Login

ESG, Sustainability, CSR, and other buzzwords – What should you communicate exactly?

 

ESG, Sustainability, CSR, and other buzzwords - What should you communicate exactly?

To have your message received, believed, and retained, to see that trust level going up, and stakeholder relationships strengthened, you must master the topic you talk about.

 

In 2020 communicators from all industries had to suddenly familiarize themselves with an array of medical and epidemiological terms to keep educating and informing their public through the Covid-19 crisis. As the vaccination campaigns bring renewed hope for an end to this global emergency in 2021, the impending climate change and an increased focus on sustainable development promise to keep sustainability on top of the international agenda for the years to come.

Organizations small and large are either jumpstarting or speeding up their sustainability efforts to catch up with competitors, meet their stakeholders’ expectations, or simply fulfill their purpose. Consequently, communicators are tasked to effectively put on center stage a sustainability narrative both within and outside their organizations, with a fine understanding of matters spanning from diversity, inclusion, and social justice, to climate change and environmental protection.

With such a large scope and so much ongoing progress in the sustainability field, buzzwords grow by the day. “CSR”, “ESG”, “responsible”, “sustainable”, “green”, “environmentally friendly”, “Net Zero”, “Carbon Negative”, “Climate Positive”, are just some of the words that keep popping up in news articles, ads, websites, product descriptions as well as job titles. But which terms should you use?

 

Well, the answer to this question depends very much on where you and your organization are in the sustainability journey. So, let’s start from the beginning.

 

Corporate Responsibility and Corporate Social Responsibility (CSR) are the starting point for organizations taking some degree of responsibility toward the society or the environment in which they operate. Although responsible companies have been running since the 19th century, the term CSR only began circulating in the US business environment in the 1970s.

 

Responsible organizations recognize that their activities have an impact on the economy, the environment, and the society, and are accountable for it. Consequently, they roll out projects or conduct business in ways aimed at mitigating their negative impact or even bringing positive change to their communities and the environment.
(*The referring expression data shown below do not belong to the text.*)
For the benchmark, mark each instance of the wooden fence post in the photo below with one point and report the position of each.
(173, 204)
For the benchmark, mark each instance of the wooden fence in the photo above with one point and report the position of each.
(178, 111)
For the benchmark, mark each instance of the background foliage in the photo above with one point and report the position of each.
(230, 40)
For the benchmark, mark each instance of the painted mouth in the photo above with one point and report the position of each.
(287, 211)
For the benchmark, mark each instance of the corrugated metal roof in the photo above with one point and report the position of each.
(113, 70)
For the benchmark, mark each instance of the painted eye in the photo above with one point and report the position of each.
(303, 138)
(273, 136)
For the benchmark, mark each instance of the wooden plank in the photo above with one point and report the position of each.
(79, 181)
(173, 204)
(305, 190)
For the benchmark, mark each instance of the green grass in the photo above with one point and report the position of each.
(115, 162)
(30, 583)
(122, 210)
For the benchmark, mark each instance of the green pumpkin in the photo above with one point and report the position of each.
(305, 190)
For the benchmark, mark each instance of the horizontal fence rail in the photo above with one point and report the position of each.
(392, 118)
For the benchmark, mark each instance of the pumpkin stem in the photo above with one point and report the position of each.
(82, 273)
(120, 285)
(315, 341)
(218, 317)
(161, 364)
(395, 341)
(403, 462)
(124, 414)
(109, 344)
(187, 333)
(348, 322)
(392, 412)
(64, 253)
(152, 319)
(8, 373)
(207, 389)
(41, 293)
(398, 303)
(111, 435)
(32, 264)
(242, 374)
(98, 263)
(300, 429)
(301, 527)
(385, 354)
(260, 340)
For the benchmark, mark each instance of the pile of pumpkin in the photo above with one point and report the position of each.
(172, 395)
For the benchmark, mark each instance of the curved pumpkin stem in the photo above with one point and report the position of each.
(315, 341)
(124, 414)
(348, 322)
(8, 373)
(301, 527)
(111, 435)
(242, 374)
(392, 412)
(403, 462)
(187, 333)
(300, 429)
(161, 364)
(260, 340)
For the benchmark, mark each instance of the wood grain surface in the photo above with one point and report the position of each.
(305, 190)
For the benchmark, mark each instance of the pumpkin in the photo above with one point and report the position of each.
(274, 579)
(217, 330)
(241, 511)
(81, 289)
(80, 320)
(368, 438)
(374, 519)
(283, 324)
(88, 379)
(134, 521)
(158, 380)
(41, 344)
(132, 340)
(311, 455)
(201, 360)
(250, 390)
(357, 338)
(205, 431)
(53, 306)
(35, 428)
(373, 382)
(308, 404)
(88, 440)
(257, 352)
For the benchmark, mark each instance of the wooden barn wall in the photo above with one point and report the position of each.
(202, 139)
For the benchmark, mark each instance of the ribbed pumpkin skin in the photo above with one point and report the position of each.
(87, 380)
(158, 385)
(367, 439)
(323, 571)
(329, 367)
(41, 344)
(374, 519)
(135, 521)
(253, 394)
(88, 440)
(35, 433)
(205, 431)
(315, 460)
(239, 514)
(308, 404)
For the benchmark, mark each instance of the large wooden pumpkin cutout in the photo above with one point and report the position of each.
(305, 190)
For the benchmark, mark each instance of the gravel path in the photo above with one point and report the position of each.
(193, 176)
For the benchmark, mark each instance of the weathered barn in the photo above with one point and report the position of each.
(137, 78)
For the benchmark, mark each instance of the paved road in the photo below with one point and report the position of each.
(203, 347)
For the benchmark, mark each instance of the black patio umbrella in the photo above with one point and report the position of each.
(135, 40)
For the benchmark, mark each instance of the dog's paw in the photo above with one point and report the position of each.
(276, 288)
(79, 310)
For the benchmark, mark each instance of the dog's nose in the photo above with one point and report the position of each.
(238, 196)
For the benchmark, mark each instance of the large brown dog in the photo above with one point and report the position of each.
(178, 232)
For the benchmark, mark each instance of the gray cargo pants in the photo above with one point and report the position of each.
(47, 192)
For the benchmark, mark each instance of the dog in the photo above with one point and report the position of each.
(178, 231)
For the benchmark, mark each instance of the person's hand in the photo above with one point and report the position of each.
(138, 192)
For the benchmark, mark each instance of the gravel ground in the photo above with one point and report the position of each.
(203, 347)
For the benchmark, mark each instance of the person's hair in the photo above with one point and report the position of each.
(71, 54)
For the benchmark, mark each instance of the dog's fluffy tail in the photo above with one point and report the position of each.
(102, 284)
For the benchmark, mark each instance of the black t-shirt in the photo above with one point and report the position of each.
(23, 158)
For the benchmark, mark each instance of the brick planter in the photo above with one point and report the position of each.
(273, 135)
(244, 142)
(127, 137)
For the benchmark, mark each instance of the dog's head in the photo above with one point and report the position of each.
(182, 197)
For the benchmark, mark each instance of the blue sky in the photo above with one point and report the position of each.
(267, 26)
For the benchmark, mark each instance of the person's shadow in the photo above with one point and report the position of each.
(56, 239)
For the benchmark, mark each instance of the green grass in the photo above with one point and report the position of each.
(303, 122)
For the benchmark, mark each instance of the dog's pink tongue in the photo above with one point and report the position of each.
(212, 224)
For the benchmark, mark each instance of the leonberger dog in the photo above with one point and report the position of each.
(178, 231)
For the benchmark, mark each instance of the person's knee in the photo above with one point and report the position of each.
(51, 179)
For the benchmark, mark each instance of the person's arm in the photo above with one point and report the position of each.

Over time, a strong correlation between business success and sustainability emerged. More and more companies started adopting the Triple Bottom Line (TBL) framework, evaluating their business performance taking into consideration the three Ps, which include People and Planet beyond the sole Profit. Pressured by consumers, NGOs and regulators, organizations embraced a more holistic and integrated approach to sustainability.

Today, the most advanced ones report their performance based on ESG – Environment, Social, and Governance – criteria. These companies embed ESG objectives as the foundational elements to create value and measure their sustainability efforts through quantifiable metrics. ESG scores and ratings are also being developed, attracting a growing number of impact investors. 

 

The one from CSR to ESG is therefore a journey from accountability to measurement. The very same concept clearly applies to the other terms you encounter when talking about sustainability. Therefore, we can trace a trajectory from generic expressions like “green” or “environmentally friendly”, which indicate a product, a project or a company that cares for the ecosystem, to terms like “carbon negative”, “Net Zero” or “climate positive”, which reflect the impact based on solid, measurable data. 

While there’s no right or wrong terminology, there is however a shifting public perception about these terms, and even more importantly, a growing expectation for companies to embed ESG criteria, measure their impact, and transparently report the data. Today, terms like “CSR”, “responsible”, “Green” or “environmentally friendly”, are in fact increasingly associated with mere marketing tactics that lack a measurement framework.

The pandemic hasn’t stopped a growing number of consumers from demanding companies to be responsible and take a stand on both social and environmental issues. At a macro-level, Europe is pushing ahead its Green Deal, President Elect Joe Biden declared the United States will rejoin the Paris Climate agreement, and China is committing to become carbon neutral by 2060. These happenings all indicate a growing need for measurable, comparable data from organizations large and small in the coming years.

 

Technology is finally allowing for sustainability to be measured. Generic assertions about a company’s positive impact that are not backed by solid data won’t do anymore. Given the unprecedented scrutiny businesses face, the sooner you move on this trajectory toward measurable sustainability practices that can be communicated transparently, the better for your reputation and for your bottom line.